Title: I am angry with my BPD friend Post by: brilntdsgz on August 25, 2017, 02:49:54 PM Long Story Short
I am very angry at my BPD friend for multiple reasons. I understand the abandonment issues with BPD and I want to reach back out to him but I am afraid I am still too angry to be supportive to him - I need to work on this - I need help. Title: Re: I am angry with my BPD friend Post by: Tattered Heart on August 28, 2017, 12:56:28 PM Sorry you are so angry right now. Could you share a little more information about what is going on?
Title: Re: I am angry with my BPD friend Post by: brilntdsgz on August 29, 2017, 09:03:53 PM He & I have known each other for 14 years. We have been more than friends some of that time. For the past 2 years I have let him rent a room from me and it has been non stop drama - or so it feels. This most recent "episode" began in Feb of this year. I do not want to go into details - but it ended with him being asked to leave my house by DSS. To be clear there was no abuse - there was no threat of abuse - but because of his past & other things he is not to be in my home any longer - at least without some serious work on his part.
As you can imagine this sent him into a tailspin - I did everything I could and a lot that I should not have to help him & was frequently the brunt of his anger? fear? what ever you want to call it. It finally ended when he attempted suicide a little over a month ago - arguing came to a boiling point between us and according to him we are no longer friends. Since he has been gone I have finally had the chance to process my own feelings about everything and I finally realized how angry I am - while I miss him and am concerned for him (he is homeless) Every time I think about talking with him the anger comes back. Right now he is still angry with me - but eventually he will not be angry but I am afraid I will still be angry Logically I know we are (I am) better off being apart - but right now I just don't see this as being over yet. But I don't know what to do next. Title: Re: I am angry with my BPD friend Post by: Tattered Heart on August 30, 2017, 09:53:05 AM Anger can be a good thing. It let's us know that somehow our boundaries are being violated. It's important to work through anger and get to the root of it. Anger is an emotion that comes after another emotion.

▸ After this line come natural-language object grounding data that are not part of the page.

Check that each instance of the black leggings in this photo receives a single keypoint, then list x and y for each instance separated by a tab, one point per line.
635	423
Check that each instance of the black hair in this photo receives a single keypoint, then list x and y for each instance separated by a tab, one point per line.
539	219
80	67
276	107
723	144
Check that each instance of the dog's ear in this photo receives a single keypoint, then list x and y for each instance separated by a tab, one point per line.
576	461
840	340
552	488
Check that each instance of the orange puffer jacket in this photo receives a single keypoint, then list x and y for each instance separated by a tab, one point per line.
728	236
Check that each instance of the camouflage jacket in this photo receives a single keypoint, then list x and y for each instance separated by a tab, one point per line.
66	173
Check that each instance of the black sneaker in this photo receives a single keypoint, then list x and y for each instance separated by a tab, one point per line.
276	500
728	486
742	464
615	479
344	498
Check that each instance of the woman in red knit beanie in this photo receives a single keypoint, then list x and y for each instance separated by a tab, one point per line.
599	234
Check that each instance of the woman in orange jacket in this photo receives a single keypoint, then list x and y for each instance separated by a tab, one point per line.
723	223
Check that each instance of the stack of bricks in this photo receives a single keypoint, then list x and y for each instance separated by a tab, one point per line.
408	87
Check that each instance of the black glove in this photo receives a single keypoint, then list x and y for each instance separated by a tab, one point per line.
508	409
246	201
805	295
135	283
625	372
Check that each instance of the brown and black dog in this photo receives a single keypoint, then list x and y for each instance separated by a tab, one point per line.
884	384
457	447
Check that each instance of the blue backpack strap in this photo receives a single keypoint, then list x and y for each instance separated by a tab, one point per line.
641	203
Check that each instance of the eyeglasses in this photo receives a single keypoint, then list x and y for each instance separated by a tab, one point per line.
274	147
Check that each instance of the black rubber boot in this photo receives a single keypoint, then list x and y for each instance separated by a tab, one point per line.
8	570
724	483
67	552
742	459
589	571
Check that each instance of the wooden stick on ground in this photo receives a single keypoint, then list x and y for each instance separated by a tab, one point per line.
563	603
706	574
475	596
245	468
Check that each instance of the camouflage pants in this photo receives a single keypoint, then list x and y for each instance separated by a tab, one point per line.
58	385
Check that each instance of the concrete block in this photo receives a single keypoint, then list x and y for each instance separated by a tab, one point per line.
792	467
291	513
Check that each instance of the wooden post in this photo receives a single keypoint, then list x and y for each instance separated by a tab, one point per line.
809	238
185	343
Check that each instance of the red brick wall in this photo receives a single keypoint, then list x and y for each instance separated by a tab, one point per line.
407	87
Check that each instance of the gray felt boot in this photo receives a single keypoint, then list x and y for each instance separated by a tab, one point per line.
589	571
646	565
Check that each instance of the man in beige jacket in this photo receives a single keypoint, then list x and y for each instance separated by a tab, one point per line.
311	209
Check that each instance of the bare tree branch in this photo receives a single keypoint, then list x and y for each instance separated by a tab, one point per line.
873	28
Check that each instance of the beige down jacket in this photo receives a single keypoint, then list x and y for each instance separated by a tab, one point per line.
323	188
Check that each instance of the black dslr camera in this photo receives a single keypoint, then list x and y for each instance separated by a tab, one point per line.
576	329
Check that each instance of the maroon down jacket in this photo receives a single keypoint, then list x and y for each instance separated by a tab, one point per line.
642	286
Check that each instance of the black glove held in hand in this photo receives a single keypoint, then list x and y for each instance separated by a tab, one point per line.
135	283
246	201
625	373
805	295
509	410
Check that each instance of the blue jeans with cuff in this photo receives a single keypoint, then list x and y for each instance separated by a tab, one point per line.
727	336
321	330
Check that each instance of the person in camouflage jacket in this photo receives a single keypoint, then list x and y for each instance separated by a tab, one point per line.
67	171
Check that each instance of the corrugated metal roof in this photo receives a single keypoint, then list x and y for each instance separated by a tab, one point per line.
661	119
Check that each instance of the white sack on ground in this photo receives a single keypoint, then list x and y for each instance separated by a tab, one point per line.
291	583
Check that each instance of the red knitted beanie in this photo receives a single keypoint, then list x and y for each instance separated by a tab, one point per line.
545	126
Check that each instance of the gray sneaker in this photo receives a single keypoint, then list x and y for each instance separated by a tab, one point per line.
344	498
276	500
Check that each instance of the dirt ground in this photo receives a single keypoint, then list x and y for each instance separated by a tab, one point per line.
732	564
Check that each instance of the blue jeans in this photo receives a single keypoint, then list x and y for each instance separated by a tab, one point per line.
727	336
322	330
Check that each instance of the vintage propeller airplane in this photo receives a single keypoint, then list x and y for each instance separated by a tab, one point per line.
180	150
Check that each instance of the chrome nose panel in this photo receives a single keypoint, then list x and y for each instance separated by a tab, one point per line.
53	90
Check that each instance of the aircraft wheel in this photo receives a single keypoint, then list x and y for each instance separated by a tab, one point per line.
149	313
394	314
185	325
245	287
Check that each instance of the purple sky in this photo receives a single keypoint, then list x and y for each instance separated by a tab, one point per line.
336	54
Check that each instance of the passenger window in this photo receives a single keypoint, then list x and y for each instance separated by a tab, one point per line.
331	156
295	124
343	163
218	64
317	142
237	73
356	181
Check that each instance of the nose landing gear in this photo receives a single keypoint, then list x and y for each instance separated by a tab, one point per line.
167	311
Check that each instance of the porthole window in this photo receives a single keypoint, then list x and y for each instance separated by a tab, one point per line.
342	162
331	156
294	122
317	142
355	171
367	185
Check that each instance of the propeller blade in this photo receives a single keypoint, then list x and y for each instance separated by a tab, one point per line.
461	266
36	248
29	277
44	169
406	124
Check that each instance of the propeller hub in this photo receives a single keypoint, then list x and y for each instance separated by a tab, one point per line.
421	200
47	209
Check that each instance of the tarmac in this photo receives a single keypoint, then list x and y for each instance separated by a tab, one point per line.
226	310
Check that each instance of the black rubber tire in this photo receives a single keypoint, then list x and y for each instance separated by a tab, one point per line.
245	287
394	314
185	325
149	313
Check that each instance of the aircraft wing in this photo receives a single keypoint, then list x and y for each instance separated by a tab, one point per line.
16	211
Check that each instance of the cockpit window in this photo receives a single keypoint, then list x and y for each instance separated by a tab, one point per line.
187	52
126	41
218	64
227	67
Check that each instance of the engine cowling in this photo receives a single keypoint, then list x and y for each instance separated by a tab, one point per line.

Regardless of whether your friend is a part of your life or not, healing your own anger will give you a sense of closure and could help you see things more clearly in the event that he does come back.
What emotion is underlying your anger? Here's a great workshop on Anger and Healing and working through that process: https://bpdfamily.com/message_board/index.php?topic=75098.0 Title: Re: I am angry with my BPD friend Post by: brilntdsgz on September 02, 2017, 12:01:30 PM I have no idea what is under the anger - that is probably most of my problem. I have been depressed/angry my whole life. So I know not all my anger is toward my friend.